By Tobby_And_Friends, history, 23 months ago, ,

Problem link: http://www.spoj.com/problems/PATULJCI/

Solution link: http://ideone.com/NqSI3j

Verdict: TLE

I tried to use Mo's algorithm and segment tree to solve the problem. How do I further optimize my solution? Any help is really appreciated.

 » 23 months ago, # |   0 You need O((n + q) log n) to get AC, or something very close to that.Try to only use one segment tree, that gives you any "dominant color" in an interval, for which you then check if it appears enough times in the interval. The solution is completely online.
•  » » 23 months ago, # ^ |   0 How to use segment tree in this case?
•  » » » 23 months ago, # ^ |   +5 Notice that in a node of the segtree, its dominating color, if there is one, has to be a doninating color of one or both of its children. Then, you can store in each node the dominating color. To merge nodes, you can query the number of each dominating color in both nodes, and see if they can be dominating in the new node. You can do this with order statistic tree or BIT and get O(log^2 n) time per query.To get log n time, I think you can have your segtree store the 2 colors with most number of occurrences, and the number of times they occur. Now observe that a dominating color on the new interval has to be among the colors in the top 2 for each node, so you can check all of those colors using segtree values.
•  » » » » 23 months ago, # ^ | ← Rev. 2 →   0 Oh, sorry! My bad :)
•  » » » » 23 months ago, # ^ |   0 About the log n approach, I don't think storing the 2 colors that appear the most is enough. For example, every color on a segment may appear only once. But the general idea seems correct, thanks for the anawer.
•  » » » » » 23 months ago, # ^ |   0 Yea the number of times each one appears should also be stored
 » 23 months ago, # |   +5 An alternate solution is by using persistent segment trees.

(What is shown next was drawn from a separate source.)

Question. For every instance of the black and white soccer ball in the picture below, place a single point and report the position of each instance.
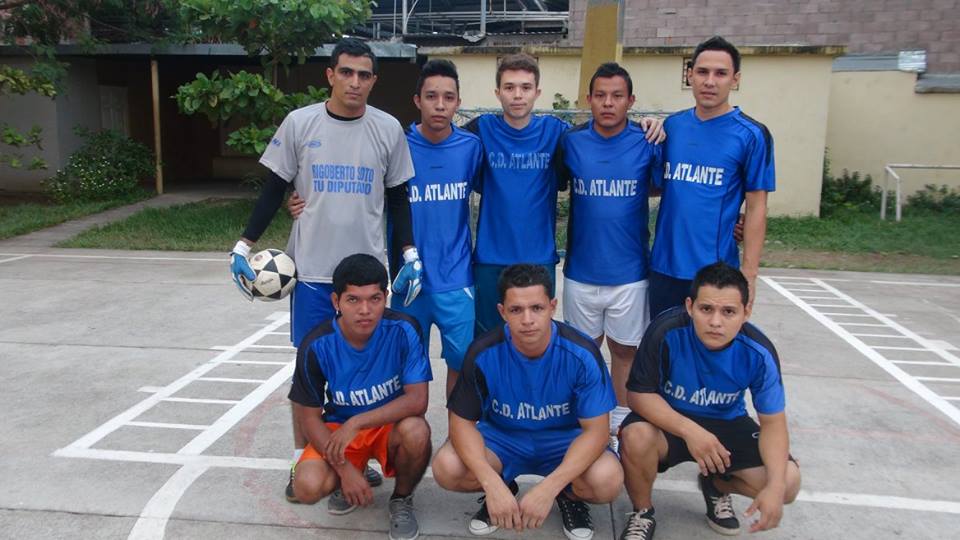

At a node if we have two subtrees with sum of frequencies as S1 and S2, our answer either exists in the subtree with greater sum or doesn't exist. This gets AC in O((N + Q) * logN).
 » 23 months ago, # |   +5 There is a solution with but I describe the one.Let occ(x, L, R) as a function that returns the number of i's such that L ≤ i < R and ai = x. It's easy to implement, for each color like x, keep a vector of indexes that ai = x then answer is lower_bound(vec[x].begin(), vec[x].end(), R) - lower_bound(vec[x].begin(), vec[x].end(), L).Now use segment tree. Consider a node for segment [L, R), keep the color that appears in [L, R) strictly more than (R - L) / 2 in that range, if there is no color satisfies the condition, save -1 there.It's easy to merge two nodes: node merge(node L, node R){ node ans; ans.l = a.l, ans.r = b.r; for(auto candidate : {a.ans, b.ans}) if(occ(candidate, ans.l, ans.r) > (ans.r - ans.l) / 2) ans.ans = candidate; return ans; } Here is my code : Link.
 » 23 months ago, # | ← Rev. 2 →   +3 This problem can also be solved with a randomised algorithm. You can see my solution here. The details can be found out in the editorial of this problem on codechef which is a harder version of the above problem with point updates as well.